Hello Razor MVC Gurus:
Newbie question.
Background. I have a custom IIdentity that is set in an HttpModule before it gets to controller & views. To use it, i have to do
MyIdentity myIdentity = (MyIdentity)((GenericPrincipal)context.User).Identity;
MyComplexUser user = myIdentity.User;
//user.name //user.location //user.username //etc
The problem is, I use the object in different places such as
- master layout
- Some sub level nested layouts
- Some partialviews
- Some views
It really depends on what properties of "MyComplexUser" object the views need.
Currently, in the views, I have to do this really complicated casting to get to a property. For instance, if I want the "Name" of the user, I need to do
@(((MyComplexUser)(((MyIdentity)((GenericPrincipal)context.User).Identity).User)).Name)
I suppose I could put it in the controllers and then populate the ViewBag with a ViewBag.MyUser property, but then
- I don't like to use ViewBag. I prefer strongly typed objects
- If I use a strongly typed object ("MyUser") for views, then I have to popular all those models with a "MyUser" property. Feels a bit dirty? As I like to keep my models clean and be specific to the views they are involved with. Besides, it gets unnecessarily repetitive.
- In places like master_layout.cshtml or partialviews, how do you access "MyUser" if I put them in a controller?
- Use RenderAction and build partialviews for each User property is an overkill?
Thanks. Again, I'm a newbie at MVC 4, any suggestion is greatly appreciate it.
I'll explain a similar solution that works pretty well for me. With small changes, I believe that it will work for you (and others, hopefully) as well.
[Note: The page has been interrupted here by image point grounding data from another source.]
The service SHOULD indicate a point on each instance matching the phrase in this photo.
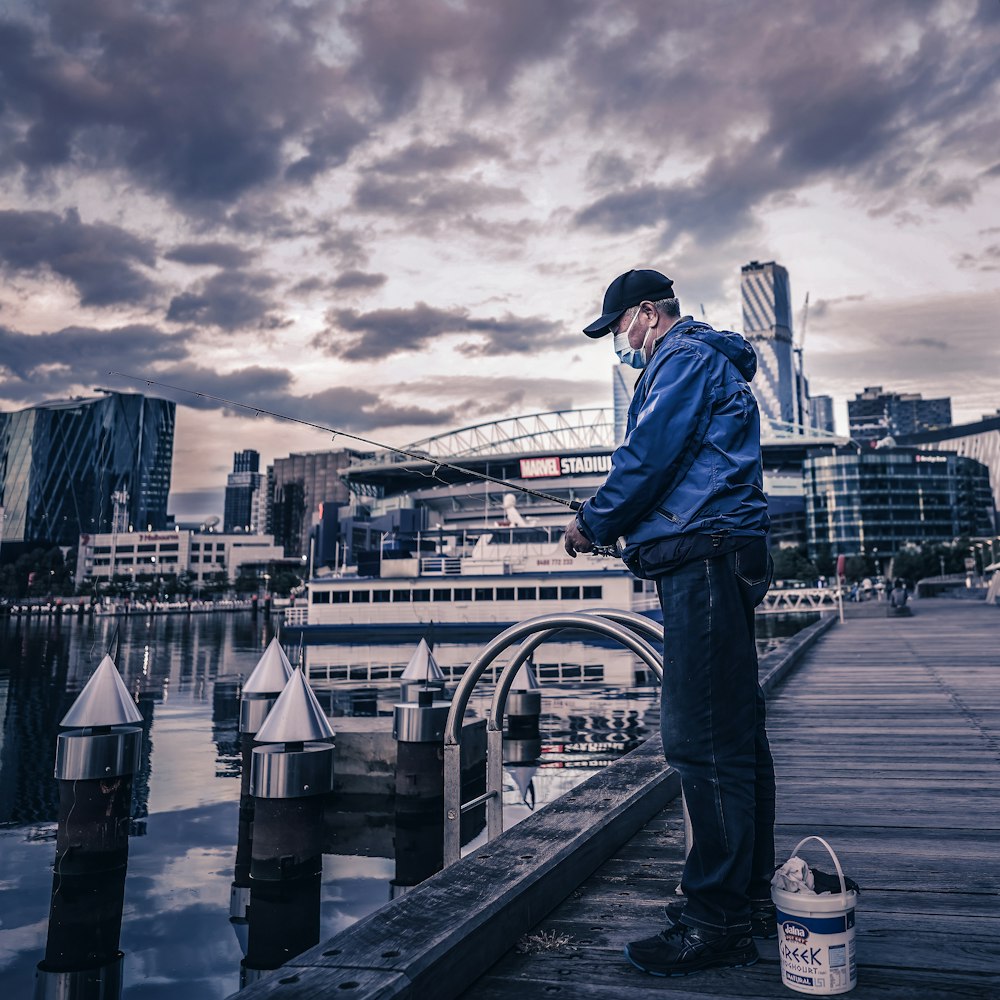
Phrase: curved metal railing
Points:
(626, 627)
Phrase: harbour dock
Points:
(886, 736)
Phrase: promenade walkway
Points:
(887, 743)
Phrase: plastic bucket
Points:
(816, 936)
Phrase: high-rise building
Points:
(297, 486)
(245, 500)
(767, 324)
(979, 440)
(873, 501)
(623, 379)
(821, 413)
(68, 467)
(875, 414)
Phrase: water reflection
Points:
(185, 810)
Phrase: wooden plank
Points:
(451, 928)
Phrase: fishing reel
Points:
(606, 550)
(615, 551)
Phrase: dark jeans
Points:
(712, 722)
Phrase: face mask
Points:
(634, 357)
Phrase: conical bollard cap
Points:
(104, 701)
(296, 716)
(422, 665)
(271, 673)
(525, 680)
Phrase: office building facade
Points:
(143, 556)
(245, 501)
(69, 467)
(821, 413)
(871, 502)
(979, 440)
(767, 324)
(875, 414)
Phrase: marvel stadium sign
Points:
(564, 465)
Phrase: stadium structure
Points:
(563, 453)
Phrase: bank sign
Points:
(564, 465)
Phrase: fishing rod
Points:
(336, 432)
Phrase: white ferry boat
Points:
(508, 575)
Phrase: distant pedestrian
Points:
(685, 493)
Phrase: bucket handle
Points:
(836, 862)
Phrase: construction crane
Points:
(800, 373)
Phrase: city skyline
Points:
(396, 219)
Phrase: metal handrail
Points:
(620, 625)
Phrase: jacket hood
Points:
(732, 345)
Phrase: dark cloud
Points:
(196, 101)
(866, 116)
(987, 259)
(904, 344)
(480, 47)
(102, 261)
(329, 146)
(41, 366)
(232, 300)
(272, 389)
(383, 332)
(358, 281)
(228, 255)
(420, 200)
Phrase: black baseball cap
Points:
(627, 290)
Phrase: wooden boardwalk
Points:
(887, 743)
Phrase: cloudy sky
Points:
(394, 216)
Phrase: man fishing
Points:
(685, 494)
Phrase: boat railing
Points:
(633, 631)
(297, 615)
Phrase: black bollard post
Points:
(291, 777)
(95, 766)
(421, 672)
(260, 692)
(524, 710)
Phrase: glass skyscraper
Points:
(767, 324)
(876, 501)
(67, 467)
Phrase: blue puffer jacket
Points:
(690, 462)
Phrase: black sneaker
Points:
(681, 950)
(763, 917)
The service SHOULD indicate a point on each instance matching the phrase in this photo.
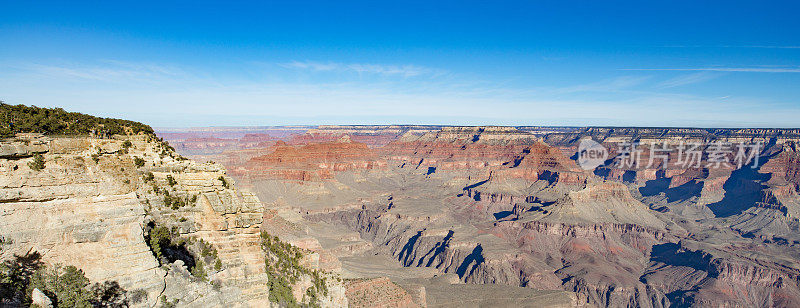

Basically, we'll be using inheritance.
Controllers
Let's create a custom base controller, such as
public class BaseController : Controller
and let's change our controllers to inherit from it, as
public class HomeController : BaseController
Models (ViewModels, I say)
You probably have lots of classes inside your Models folder, right? They act as DTOs from the controller to the views, right²?
If you answered yes for both, then keep reading.
Let's create a base model class, such as public class BaseVM
, and let's change our models to inherit from it, like public class HomeIndex : BaseVM
Important: your layout file (_Layout
or whatsoever) must be strongly typed to BaseVM
or a child of it.
The hook
Now that everything's beautifuly typed, let's use the request pipeline in our favor.
At BaseController
, you'll add a method that looks like this:
protected override void OnActionExecuted(ActionExecutedContext filterContext)
{
if (filterContext.Result is ViewResultBase)//Gets ViewResult and PartialViewResult
{
object viewModel = ((ViewResultBase)filterContext.Result).Model;
if (viewModel != null && viewModel is BaseVM)
{
BaseVM baseVM = viewModel as BaseVM;
baseVM.MyIdentity = (MyIdentity)((GenericPrincipal)context.User).Identity;
//and so on...
}
}
base.OnActionExecuted(filterContext);//this is important!
}
OnActionExecuted
is called after the execution of the action but before the view rendering. That's exactly what we want.